Birds' brains are structured differently to those of mammals. This has led many scientists to dismiss them as stupid. But new research has revealed that when it comes to brains, different does not necessarily mean inferior. A new book by Nathan Emery explains that there is now a great deal of evidence to suggest that birds possess impressive intelligence and could be considered "feathered apes"".
The Cerebral Cortex
Birds lack a cerebral cortex and so scientists presumed that birds were incapable of higher thinking. But it is now known that in birds, another part of the brain, the pallium, has evolved to function in a similar way to the cerebral cortex in mammals. In addition, birds have shorter connections between the sections of their brains than mammals. This means that they may have the ability to make decisions more rapidly.
What is Intelligence?
In 1960 Jane Goodall observed chimpanzees making tools and thereby displaying the ability to problem-solve. The ability to make tools became the benchmark for intelligence. Since then a number of avian species have been discovered to use tools, mainly to retrieve items that they cannot reach with their beaks. However, Nathan Emery believes that tool making is not the only yardstick of intelligence. He says that it is difficult to compare one species with another as they have evolved to possess different skills.

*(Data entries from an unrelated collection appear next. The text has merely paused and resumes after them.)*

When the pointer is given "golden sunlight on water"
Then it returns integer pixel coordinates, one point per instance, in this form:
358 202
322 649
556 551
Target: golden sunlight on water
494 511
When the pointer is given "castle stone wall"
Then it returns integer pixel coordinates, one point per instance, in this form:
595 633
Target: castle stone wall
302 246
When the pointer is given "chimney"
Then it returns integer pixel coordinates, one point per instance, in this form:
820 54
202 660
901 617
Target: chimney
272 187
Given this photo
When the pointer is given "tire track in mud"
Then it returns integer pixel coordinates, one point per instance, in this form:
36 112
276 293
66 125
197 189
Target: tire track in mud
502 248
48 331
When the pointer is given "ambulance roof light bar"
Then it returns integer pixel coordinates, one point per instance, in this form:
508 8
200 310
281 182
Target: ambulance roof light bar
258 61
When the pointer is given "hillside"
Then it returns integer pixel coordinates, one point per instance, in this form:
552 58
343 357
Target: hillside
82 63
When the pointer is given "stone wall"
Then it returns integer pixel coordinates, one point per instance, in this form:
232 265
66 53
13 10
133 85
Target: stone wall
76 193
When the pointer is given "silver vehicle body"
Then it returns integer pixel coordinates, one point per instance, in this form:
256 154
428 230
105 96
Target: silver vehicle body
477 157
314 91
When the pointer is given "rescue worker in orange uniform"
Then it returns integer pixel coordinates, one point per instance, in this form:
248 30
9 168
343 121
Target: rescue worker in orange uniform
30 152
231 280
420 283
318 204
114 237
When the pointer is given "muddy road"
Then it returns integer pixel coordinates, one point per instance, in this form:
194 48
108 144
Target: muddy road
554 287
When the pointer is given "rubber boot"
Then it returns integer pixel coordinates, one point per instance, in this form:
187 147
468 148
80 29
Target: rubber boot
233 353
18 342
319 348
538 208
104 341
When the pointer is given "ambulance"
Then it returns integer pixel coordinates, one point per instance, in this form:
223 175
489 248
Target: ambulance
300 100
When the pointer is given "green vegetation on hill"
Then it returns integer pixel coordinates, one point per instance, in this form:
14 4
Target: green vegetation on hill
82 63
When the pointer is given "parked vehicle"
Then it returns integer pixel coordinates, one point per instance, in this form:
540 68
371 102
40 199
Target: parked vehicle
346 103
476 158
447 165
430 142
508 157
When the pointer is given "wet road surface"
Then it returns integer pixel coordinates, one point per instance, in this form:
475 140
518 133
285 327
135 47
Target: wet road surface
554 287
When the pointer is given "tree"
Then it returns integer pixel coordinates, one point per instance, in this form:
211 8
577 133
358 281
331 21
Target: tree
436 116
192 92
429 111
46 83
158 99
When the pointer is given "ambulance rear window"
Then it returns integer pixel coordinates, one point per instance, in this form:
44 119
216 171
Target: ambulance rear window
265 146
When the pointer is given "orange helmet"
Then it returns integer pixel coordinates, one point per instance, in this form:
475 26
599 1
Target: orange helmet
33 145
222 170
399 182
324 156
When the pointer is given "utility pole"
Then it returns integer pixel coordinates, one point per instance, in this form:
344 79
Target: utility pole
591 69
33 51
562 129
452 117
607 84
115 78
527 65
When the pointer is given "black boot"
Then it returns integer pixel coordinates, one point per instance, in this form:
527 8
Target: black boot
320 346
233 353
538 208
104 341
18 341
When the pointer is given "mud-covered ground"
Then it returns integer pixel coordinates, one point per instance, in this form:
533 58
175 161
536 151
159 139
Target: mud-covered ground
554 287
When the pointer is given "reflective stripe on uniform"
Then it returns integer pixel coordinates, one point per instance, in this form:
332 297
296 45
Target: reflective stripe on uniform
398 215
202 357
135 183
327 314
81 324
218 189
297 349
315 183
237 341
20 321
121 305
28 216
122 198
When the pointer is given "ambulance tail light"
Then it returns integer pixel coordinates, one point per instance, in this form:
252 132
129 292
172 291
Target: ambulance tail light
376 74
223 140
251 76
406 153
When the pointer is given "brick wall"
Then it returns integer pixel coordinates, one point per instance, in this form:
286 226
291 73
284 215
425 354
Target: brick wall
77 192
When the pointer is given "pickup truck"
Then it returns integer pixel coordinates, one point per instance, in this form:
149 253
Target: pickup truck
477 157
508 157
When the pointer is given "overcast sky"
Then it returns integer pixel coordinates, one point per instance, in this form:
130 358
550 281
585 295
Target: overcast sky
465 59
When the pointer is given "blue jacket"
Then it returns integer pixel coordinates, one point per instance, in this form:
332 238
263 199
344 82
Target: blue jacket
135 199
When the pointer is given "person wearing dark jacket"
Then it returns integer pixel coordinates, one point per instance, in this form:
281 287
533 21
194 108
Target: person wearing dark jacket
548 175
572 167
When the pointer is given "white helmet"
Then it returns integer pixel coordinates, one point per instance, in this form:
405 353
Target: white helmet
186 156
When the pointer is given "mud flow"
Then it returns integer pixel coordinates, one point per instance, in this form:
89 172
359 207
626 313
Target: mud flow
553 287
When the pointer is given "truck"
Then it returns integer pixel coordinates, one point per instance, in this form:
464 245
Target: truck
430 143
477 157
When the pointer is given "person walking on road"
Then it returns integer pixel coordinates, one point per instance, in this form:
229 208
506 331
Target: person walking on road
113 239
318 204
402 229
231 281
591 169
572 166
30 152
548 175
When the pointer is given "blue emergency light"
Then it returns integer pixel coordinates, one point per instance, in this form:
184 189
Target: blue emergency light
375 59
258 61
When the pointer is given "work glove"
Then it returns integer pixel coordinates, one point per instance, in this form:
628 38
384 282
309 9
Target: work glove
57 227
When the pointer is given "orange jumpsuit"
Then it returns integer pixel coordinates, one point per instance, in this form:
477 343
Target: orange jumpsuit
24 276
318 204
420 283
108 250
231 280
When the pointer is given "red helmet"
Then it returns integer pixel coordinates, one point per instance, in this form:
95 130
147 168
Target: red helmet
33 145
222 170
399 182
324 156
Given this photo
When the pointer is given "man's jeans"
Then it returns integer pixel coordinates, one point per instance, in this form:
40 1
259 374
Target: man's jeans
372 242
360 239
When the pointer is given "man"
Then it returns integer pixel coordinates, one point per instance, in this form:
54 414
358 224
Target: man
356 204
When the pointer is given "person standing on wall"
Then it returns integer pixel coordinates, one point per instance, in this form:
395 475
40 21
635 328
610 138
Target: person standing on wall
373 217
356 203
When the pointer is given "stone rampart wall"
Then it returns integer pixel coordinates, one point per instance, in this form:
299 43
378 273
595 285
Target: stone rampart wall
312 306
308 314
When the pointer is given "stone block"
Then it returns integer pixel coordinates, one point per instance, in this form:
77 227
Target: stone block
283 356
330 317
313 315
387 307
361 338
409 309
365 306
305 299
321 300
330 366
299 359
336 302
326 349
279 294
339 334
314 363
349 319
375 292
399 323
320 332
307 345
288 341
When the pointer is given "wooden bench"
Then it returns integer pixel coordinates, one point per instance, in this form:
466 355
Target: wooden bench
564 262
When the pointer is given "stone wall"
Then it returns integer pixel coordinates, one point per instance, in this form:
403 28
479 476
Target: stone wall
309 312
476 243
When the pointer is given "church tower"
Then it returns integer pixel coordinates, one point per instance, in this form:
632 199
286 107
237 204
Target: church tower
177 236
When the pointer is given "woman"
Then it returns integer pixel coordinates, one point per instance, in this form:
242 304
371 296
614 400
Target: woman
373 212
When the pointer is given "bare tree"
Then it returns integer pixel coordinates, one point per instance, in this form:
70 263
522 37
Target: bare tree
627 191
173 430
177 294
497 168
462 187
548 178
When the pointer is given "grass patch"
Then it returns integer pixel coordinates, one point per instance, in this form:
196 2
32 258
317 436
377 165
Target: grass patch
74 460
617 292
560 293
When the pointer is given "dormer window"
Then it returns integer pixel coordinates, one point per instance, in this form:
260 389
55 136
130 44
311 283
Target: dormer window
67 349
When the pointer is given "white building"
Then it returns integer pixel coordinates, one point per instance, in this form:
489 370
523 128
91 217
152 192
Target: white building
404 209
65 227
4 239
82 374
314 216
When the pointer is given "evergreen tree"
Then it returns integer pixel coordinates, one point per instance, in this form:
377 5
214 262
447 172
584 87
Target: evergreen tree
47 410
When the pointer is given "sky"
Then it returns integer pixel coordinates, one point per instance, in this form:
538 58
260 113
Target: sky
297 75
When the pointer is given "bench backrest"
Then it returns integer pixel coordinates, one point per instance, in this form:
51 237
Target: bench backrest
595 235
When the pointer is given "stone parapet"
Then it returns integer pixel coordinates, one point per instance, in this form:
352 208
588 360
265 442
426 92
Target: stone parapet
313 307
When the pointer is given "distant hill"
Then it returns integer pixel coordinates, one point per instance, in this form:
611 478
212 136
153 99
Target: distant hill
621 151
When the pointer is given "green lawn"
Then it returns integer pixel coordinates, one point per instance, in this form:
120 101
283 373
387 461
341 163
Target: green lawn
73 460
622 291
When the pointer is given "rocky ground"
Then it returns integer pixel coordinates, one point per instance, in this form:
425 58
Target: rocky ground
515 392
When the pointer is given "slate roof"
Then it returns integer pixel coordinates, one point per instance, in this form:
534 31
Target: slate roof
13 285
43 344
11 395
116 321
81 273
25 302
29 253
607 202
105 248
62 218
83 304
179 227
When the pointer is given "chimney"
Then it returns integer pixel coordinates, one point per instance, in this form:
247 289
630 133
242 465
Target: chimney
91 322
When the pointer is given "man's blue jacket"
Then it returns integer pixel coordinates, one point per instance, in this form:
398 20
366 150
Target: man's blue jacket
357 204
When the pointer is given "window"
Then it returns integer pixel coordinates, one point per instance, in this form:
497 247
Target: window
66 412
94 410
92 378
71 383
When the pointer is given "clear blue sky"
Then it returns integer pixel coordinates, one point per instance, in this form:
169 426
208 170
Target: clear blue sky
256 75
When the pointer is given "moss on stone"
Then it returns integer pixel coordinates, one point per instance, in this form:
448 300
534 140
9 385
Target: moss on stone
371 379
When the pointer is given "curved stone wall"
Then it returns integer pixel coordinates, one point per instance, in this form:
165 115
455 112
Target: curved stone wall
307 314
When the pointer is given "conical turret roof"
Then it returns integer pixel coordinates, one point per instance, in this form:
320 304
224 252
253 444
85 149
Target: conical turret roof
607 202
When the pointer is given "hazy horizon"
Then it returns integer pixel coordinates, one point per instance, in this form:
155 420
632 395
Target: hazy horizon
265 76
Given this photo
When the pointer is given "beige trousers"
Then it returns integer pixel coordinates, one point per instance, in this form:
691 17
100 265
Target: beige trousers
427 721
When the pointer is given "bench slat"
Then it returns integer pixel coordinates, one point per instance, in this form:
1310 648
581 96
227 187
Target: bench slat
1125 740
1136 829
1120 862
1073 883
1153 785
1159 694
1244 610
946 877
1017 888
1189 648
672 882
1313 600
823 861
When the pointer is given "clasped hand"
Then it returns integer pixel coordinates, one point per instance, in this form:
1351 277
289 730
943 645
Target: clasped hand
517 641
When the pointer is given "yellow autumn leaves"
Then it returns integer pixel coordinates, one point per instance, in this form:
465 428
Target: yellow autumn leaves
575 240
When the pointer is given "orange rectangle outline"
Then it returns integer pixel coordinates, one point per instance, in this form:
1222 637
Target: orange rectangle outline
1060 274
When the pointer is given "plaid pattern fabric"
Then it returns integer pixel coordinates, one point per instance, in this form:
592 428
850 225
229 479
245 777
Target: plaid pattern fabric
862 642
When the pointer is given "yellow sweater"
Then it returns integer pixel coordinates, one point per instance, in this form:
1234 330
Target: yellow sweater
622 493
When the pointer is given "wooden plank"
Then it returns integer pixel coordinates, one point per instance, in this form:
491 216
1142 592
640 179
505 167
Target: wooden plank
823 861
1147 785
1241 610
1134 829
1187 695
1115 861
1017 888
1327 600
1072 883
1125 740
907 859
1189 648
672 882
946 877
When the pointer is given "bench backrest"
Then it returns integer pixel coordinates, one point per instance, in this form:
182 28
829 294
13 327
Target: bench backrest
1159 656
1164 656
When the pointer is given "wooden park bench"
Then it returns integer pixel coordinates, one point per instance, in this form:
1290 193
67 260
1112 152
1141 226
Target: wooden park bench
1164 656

Emery explains that rooks are better than eight-year-old children at reaching treats with a wire hook but inferior to those children when it comes to other tasks. The ability of some birds to mimic human speech and the complex social structures of certain species are also indicators of intelligence. Emery feels that intelligence can be described as the ability to solve problems using cognition rather than simply instinct or rote learning.
Unfortunately, only a small number of avian species have been tested for their intelligence. Emery predicts that hornbills, woodpeckers, and falcons may prove to be highly intelligent because of the relative size of their brains. Even the domestic chicken may be surprisingly intelligent. Chickens are the most populous bird on the planet and humans consume them in vast numbers. But a chick which is just one day old can tell the difference between objects. We may have to completely rethink the way we view chickens' quality of life.
Emery also proposes that we should consider whether it is appropriate to shoot game birds for sport and whether farmers should kill crows to stop them destroying their crops. Crows have been shown to be as intelligent as chimpanzees and we wouldn't find it acceptable to shoot apes for sport or because they threatened a farm.
Looking in the Mirror
Chimpanzees look and behave a little like humans and so we can relate to them. Birds use their brains in different ways to mammals but that doesn't mean that their abilities are inferior. Intelligence can manifest itself in many ways and perhaps it is time that we stopped feeling so superior and started appreciating the special abilities of birds.